Bicoloured Gemmabryum Moss - Gemmabryum dichotomum
Bryum bicolor, Bryum dichotomum
Plants: Acrocarpous (Vitt 1988). Growing in open clumps of erect shoots (Crum & Anderson et al. 1981) to somewhat scattered (Flowers 1973), frequently with other moss species (Lawton 1971), green, sometimes with yellow tones (FNA 2014), brown proximally (Lawton 1971). Stems 5-10 mm (occasionally to 20 mm), sometimes bud-like; rhizoids russet to brown (FNA 2014), typically papillose (Lawton 1971).
Leaves: Appressed and overlapping (FNA 2014), barely twisted or curved when dry, spreading a little when wet (Crum & Anderson et al. 1981), egg-shaped, sometimes tending toward lance-shaped, mostly 0.5-1.5 mm in length (FNA 2014), 0.35-0.45 mm in width (Lawton 1971), shallowly cupped, not keeled along the costa; base not extending down stem; margins smooth above, rolled back and downward below, unbordered; apex sometimes tapering to form an acumen; costa extending to the apex or seldom slightly beyond (FNA 2014).

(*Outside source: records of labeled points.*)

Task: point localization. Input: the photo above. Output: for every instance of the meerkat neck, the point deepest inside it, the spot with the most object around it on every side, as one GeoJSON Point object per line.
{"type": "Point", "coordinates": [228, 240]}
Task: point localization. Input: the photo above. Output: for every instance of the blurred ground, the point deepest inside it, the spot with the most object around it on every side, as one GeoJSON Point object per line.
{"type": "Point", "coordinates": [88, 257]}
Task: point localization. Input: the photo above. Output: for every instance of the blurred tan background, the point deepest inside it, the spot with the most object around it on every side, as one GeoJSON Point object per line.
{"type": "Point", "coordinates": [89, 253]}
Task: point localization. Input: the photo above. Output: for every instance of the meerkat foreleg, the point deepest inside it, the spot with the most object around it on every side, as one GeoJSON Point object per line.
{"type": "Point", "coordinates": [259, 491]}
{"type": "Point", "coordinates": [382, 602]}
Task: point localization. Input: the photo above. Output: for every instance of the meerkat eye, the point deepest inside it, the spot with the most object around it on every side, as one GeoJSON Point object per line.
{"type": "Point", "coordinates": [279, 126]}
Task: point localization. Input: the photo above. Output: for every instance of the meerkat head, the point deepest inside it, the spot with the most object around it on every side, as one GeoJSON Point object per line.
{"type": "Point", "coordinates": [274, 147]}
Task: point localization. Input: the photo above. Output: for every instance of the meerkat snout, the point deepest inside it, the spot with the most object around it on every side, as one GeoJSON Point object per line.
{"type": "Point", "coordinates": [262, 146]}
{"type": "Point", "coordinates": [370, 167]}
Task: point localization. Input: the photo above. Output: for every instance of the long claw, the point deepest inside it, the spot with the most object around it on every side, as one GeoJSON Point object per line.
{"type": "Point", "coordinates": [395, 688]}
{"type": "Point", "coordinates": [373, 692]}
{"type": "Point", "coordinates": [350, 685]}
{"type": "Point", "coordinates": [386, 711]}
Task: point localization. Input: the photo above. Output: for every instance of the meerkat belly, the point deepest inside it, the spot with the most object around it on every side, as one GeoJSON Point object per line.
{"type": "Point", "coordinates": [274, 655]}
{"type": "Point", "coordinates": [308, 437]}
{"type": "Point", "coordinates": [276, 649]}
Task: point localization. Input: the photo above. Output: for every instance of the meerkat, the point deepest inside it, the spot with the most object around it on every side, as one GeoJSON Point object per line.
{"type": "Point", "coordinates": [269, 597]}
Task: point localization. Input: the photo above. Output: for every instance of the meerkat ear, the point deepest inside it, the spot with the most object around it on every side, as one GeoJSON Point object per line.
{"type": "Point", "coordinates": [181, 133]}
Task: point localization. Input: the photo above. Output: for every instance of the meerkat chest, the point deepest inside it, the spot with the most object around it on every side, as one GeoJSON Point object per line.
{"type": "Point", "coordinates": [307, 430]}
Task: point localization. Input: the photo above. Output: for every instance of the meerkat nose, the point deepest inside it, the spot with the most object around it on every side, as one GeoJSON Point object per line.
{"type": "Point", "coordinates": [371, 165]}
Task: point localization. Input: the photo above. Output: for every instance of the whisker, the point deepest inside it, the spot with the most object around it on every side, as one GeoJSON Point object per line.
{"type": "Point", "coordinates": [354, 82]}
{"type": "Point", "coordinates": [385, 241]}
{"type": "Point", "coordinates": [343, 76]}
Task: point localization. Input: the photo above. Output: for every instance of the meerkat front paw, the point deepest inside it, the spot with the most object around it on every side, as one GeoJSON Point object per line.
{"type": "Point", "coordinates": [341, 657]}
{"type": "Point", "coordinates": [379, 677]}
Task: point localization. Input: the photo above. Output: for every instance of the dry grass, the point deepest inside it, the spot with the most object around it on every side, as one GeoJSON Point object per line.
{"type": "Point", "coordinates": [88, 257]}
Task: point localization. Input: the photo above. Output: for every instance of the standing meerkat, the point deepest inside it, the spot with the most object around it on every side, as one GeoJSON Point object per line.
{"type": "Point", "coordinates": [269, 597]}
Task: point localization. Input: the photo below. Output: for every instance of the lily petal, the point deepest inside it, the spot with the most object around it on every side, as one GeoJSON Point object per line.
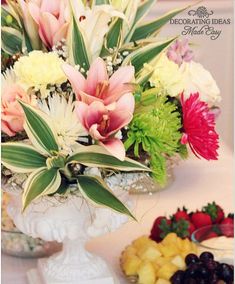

Leaf Cells: Lower laminal cells square to short-quadrangular; middle and upper cells diamond-shaped to 6-sided, elongate, 3-4:1 (FNA 2014), laminal cells lengthened and more slender at the leaf edges, but not creating a border (Lawton 1971).
Fruit ripens spring through mid-summer (FNA 2014).
Widespread, with a “temperate bipolar distribution,” growing in the Antarctic and subantarctic tundra in the Southern Hemisphere, and in more temperate areas of the Northern Hemisphere.
North American Range
Canada: BC to SK, ON to NB; USA: northeastern states s to NC and TN, w to IA, MO, AR, KS and CO, and the more western states of AK, WA s and sw to AZ (FNA 2014). Known in Montana from Broadwater and Ravalli Counties (Elliott 2016).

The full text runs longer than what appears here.